An article by Christian Britschgi for Reason.com details how the latest changes to an effort for broad federal reforms for the housing market are concerning — both as a matter of principle and for the most likely practical effects.
The intent of the changes is to limit corporate ownership of rental housing, which Britschgi describes as “an effective ban on build-to-rent housing, which could reduce single-family home construction by as much as 10 percent each year.”
But blocking or limiting corporate ownership of rental housing will not incentivize or motivate other developers to build more housing, no matter how convenient a scapegoat “corporations” might be — leaving the potential homeowners to bring ever-greater demand to a market in which supply is being severely out-paced.
“If the goal of the legislation is to increase home production,” Britschgi writes, “its current form would do the opposite.”
Beyond the practical impact of higher costs of housing eating greater and greater percentages of household’s budget — or trigger an inflationary spiral as wages and salaries try to keep pace — there is the matter of principle to consider.
Our country prides itself, we tell each subsequent generation, for its respect for individual rights and free enterprise. And, when truly practiced, that respect for individual rights and free enterprise has led to the vibrant health of many communities and neighborhoods.
Limitations on liberty and free enterprise should be as tightly focused in scope as possible and allow for as much individual, decentralized innovation as possible.

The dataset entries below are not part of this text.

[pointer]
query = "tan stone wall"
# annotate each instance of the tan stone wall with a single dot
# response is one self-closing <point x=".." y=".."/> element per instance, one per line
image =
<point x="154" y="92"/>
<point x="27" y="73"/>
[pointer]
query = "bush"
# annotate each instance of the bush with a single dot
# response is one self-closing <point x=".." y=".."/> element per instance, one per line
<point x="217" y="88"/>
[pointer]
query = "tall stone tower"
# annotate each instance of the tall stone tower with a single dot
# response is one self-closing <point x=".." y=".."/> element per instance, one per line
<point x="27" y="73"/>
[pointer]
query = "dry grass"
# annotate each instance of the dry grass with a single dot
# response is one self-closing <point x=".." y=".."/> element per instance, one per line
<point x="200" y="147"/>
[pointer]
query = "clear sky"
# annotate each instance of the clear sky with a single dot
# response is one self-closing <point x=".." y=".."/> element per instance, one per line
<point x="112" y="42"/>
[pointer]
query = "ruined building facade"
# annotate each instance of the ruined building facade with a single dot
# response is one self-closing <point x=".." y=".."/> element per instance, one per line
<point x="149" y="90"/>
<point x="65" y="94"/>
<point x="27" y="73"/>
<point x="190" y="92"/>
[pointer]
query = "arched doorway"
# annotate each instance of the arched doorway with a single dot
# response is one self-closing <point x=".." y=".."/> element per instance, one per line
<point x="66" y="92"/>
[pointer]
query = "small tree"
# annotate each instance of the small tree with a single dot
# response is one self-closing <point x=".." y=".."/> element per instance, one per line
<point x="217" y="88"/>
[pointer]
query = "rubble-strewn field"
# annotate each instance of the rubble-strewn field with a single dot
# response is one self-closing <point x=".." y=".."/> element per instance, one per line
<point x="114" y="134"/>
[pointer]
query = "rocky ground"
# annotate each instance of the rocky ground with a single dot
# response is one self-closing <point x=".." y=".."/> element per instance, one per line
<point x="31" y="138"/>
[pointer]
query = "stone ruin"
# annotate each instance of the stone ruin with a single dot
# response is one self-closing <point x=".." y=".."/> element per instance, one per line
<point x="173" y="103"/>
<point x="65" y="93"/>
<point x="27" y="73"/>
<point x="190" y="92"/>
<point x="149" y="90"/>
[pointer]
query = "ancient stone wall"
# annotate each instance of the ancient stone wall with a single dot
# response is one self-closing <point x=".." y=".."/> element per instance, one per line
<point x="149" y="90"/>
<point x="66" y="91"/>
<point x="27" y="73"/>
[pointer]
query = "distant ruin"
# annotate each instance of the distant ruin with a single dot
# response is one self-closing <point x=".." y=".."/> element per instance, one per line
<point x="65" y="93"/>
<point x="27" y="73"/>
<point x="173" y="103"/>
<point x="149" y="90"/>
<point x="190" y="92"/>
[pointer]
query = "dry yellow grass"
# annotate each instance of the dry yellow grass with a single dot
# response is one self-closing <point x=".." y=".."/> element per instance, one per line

An arbitrary cap on how landlords can structure their relationship to tenants, for no other purpose than to vilify a corporate model that has created millions of jobs in many industries and allowed pricing that made America’s quality of life the envy of the world, is not tightly focused in scope.
It instead is a mockery of property rights and the ability of free people to structure their own lives without paternalistic, condescending government nannying the housing market.